Ariel Knightly said:


> Outra resposta comum é um simples sorriso seguido de um aperto de mão ou um beijo no rosto. Agora, _Vou bem_ me soa um pouco "the book is on the table" demais.


Mas aí a pessoa pode entender o sorriso como uma coisa cínica, acho que não rola. Eu digo "vou bem", muito naturalmente.


----------



## Ariel Knightly

Nonstar said:


> Mas aí a pessoa pode entender o sorriso como uma coisa cínica, acho que não rola.

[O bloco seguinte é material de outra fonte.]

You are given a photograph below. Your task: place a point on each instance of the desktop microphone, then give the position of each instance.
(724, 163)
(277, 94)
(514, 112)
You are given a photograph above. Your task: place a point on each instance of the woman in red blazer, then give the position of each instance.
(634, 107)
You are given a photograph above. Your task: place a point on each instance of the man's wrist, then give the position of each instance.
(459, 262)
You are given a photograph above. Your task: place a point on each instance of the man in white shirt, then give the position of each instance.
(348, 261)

Depende do tamanho do sorriso.


----------



## Nonstar

Ariel Knightly said:


> Depende do tamanho do sorriso.


Aaaaaaaaaaaaaaaahhhhhhhhhhhhhh! Então, olha esse detalhe, que maroto.


----------



## Jabir

Não podemos esquecer os práticos "de boa", "suave", "tranquilo" e "só na paz"


----------



## crespus2006

Nonstar said:


> Também ocorre dessa forma que você disse, Ariel.
> 
> P: Pela ordi?
> R: É nói!



Esse "Pela ordi... e como resposta: É nói" eu nunca ouvi falar, pelo menos por aqui no sudeste eu nunca ouvi ninguém dizendo isso! Muito engraçado!


----------



## Nonstar

crespus2006 said:


> Esse "Pela ordi... e como resposta: É nói" eu nunca ouvi falar, pelo menos por aqui no sudeste eu nunca ouvi ninguém dizendo isso! Muito engraçado!

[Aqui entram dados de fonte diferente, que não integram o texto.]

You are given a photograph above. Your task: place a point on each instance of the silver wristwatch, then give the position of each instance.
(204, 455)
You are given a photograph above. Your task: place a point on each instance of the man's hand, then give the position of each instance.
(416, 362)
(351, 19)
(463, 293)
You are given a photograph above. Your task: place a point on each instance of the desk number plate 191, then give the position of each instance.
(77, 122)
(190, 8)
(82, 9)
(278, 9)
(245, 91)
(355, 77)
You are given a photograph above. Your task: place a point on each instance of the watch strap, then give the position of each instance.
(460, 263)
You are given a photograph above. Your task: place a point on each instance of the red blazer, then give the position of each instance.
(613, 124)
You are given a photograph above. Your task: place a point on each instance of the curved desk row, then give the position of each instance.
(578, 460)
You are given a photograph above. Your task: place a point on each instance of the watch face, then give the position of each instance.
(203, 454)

Então, aqui na área (perifa de Sampa) tem uns "manos" que falam/falavam(?) assim. Acho que _pela ordi_ quase ninguém mais fala. "É nói = é nóis", é atual.


----------



## Istriano

Tudo em riba?
-Tudo.

Tudo bem?
-Tudo péssimo!


----------



## crespus2006

Ah sim, na periferia deve-se ouvir muitas coisas assim. Imagino como não está a cabeça da pessoa que fez essa pergunta agora, deve estar dando mil voltas. Português já é difícil sem linguagem de boteco, imagina com!!!!


----------